Uribe nuevamente se retracta

AHORA DE LAS ACUSACIONES CONTRA EL PERIODISTA DANIEL SAMPER OSPINA

El expresidente y senador de Colombia, Álvaro Uribe, se retractó este sábado de haber llamado "violador de niños" a un periodista y humorista, luego de que un tribunal se lo ordenara.

"Como me exige la justicia, corrijo que no es violador de niños.
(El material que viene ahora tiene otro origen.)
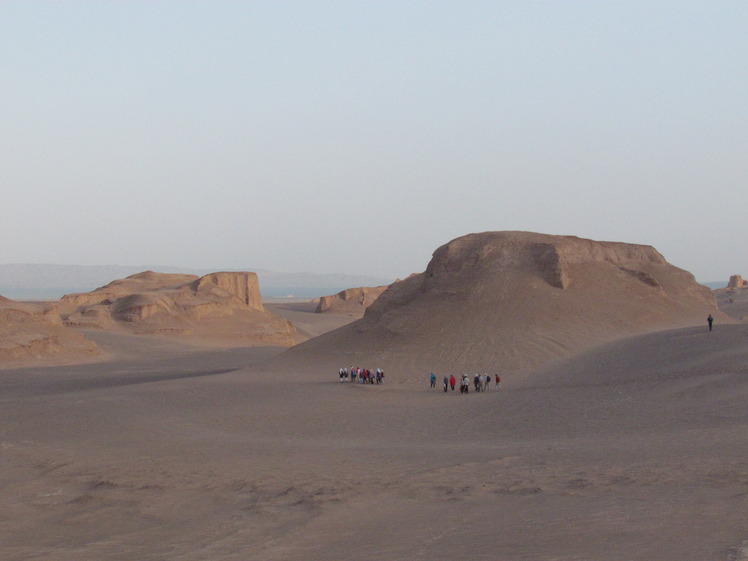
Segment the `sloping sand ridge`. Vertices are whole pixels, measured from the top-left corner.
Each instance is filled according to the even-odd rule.
[[[468,396],[262,349],[5,371],[0,557],[744,559],[747,337],[640,336]]]

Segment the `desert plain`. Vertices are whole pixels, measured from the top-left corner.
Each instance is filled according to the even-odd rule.
[[[211,278],[69,298],[79,359],[8,357],[1,559],[748,559],[748,324],[718,306],[741,289],[517,232],[453,240],[366,307]],[[474,372],[501,388],[442,391]]]

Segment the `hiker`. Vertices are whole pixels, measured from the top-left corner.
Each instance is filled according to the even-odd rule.
[[[452,391],[455,391],[455,384],[457,384],[457,378],[455,378],[455,375],[452,374],[449,377],[449,387],[452,388]]]
[[[468,380],[467,374],[463,374],[462,380],[460,380],[460,393],[468,393],[469,389],[470,381]]]
[[[431,387],[435,388],[436,387],[436,374],[432,372],[431,376],[429,376],[429,380],[431,380]]]
[[[714,318],[712,317],[712,314],[709,314],[706,317],[706,321],[709,324],[709,331],[711,331],[712,330],[712,324],[714,323]]]
[[[499,386],[501,384],[501,378],[499,378],[499,375],[496,374],[496,390],[500,390],[501,387]]]
[[[444,376],[444,391],[445,392],[447,391],[447,387],[448,386],[449,386],[449,378],[447,378],[446,376]],[[454,389],[454,387],[452,387],[452,389]]]
[[[476,372],[475,376],[473,376],[473,385],[475,386],[475,391],[480,391],[480,375]]]
[[[484,382],[485,385],[483,386],[483,389],[485,391],[488,391],[488,386],[491,383],[491,376],[489,376],[488,374],[484,374],[483,377],[485,378],[485,382]]]

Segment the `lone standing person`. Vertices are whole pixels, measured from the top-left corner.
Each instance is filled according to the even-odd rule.
[[[714,318],[712,317],[712,314],[709,314],[706,317],[706,321],[709,324],[709,331],[711,331],[712,330],[712,324],[714,323]]]
[[[429,376],[429,380],[431,381],[431,387],[435,388],[436,387],[436,374],[432,372],[431,376]]]

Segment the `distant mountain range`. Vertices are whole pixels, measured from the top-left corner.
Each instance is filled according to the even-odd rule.
[[[218,272],[158,265],[0,265],[0,296],[14,300],[57,300],[65,294],[89,292],[110,282],[143,271],[203,276]],[[236,269],[227,269],[236,270]],[[279,273],[262,269],[243,269],[257,273],[263,298],[317,298],[337,294],[359,286],[381,286],[396,279],[370,275]]]

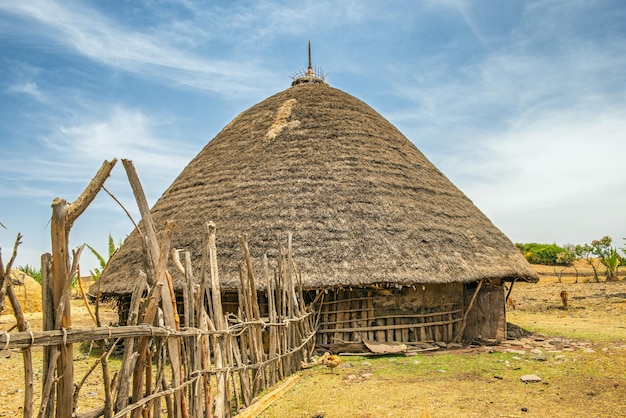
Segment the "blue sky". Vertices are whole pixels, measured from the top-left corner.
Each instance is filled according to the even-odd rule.
[[[134,161],[150,204],[307,41],[514,242],[626,237],[626,3],[0,0],[0,247],[50,251],[50,204]],[[121,163],[107,188],[136,204]],[[105,193],[70,245],[132,224]],[[83,271],[96,266],[87,252]]]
Nunca quise acusarlo de violación física o sexual de niños", indicó el exmandatario, quien se mostró en desacuerdo con el fallo, en un comunicado fechado en la ciudad caribeña de Barranquilla.
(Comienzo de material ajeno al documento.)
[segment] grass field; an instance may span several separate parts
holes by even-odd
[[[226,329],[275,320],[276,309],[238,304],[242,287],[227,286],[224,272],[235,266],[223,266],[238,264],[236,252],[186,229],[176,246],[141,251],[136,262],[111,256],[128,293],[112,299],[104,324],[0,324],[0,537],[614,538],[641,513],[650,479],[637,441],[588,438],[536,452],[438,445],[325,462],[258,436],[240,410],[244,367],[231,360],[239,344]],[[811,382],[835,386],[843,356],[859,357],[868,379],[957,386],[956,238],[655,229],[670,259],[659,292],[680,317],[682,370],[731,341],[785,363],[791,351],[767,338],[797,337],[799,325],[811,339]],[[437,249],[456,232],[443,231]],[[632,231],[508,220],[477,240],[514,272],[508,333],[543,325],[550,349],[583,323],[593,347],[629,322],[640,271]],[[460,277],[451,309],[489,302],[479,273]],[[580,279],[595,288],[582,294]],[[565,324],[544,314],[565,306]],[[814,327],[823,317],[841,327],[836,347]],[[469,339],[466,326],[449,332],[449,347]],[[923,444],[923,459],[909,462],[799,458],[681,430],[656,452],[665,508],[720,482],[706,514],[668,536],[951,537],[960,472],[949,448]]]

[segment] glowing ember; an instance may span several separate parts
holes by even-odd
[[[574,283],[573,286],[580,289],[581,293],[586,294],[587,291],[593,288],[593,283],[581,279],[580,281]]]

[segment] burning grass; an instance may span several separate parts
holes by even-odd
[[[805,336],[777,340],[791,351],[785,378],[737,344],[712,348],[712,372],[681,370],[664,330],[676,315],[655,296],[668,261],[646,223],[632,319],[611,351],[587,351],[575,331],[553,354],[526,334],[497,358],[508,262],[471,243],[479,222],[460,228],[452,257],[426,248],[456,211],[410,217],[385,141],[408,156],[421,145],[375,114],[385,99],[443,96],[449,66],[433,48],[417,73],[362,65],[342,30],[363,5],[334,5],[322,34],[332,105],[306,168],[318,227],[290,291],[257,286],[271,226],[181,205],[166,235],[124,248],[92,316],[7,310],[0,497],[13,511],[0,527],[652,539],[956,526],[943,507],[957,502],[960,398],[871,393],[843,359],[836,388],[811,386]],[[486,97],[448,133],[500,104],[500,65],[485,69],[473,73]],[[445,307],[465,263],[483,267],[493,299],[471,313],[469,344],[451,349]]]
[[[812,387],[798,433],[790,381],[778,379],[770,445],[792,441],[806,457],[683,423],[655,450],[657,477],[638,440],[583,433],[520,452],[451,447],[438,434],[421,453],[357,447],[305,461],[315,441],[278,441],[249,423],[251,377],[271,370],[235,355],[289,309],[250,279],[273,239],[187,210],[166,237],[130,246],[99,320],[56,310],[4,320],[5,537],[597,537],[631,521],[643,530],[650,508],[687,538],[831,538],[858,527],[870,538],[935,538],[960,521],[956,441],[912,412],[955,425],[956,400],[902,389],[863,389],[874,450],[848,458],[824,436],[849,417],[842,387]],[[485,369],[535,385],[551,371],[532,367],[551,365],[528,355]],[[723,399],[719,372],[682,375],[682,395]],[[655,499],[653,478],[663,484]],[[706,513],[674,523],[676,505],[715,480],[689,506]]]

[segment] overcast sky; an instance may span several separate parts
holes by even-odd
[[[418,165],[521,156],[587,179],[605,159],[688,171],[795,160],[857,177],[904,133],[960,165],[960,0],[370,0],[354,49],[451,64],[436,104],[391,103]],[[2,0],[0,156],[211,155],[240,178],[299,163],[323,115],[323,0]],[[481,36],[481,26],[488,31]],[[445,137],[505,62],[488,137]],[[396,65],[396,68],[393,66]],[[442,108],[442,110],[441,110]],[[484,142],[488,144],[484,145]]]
Uribe (2002-2010), principal opositor del mandatario Juan Manuel Santos, señaló el 14 de julio en su cuenta en Twitter, en la que tiene casi cinco millones de seguidores, al humorista y columnista de la revista Semana, Daniel Samper Ospina, de "violador de niños".
El exmandatario, líder del derechista Centro Democrático, además acusó a Samper del delito de pornografía infantil por unas fotografías publicadas en la revista para hombres Soho, que dirigió entre 2001 y 2014, en la que posaban de espaldas menores desnudos en crítica a los casos de pederastia en la Iglesia católica.

"Tengo que aceptar que jurídicamente, según criterio de autoridad, no se ha configurado pornografía infantil", afirmó Uribe, quien hizo los señalamientos contra el comunicador por escribir una columna satírica sobre el departamento de Antioquia, del que el expresidente es oriundo.

Samper Ospina, sobrino del expresidente Ernesto Samper (1994-98), emprendió acciones legales en contra del actual senador y el jueves un tribunal de Bogotá le ordenó a Uribe rectificar sus señalamientos en un plazo máximo de 48 horas, que finalizan este sábado.

No es la primera vez que Uribe tiene que corregir. 
En junio de 2016 tuvo que rectificar ante la Corte Suprema de Justicia por señalar en 2014 que el Canal Capital, la cadena de la Alcaldía de Bogotá que para entonces era dirigida por el periodista Hollman Morris, de ser "afecto a los intereses del terrorismo".

En mayo pidió perdón y se retractó luego de ser demandado por injuria y calumnia por un grupo de madres cuyos hijos fueron ejecutados de forma extrajudicial y presentados como guerrilleros durante su gobierno, en un caso conocido como "falsos positivos".

El exmandatario había dicho que los jóvenes estaban "involucrados en actividades ilegales".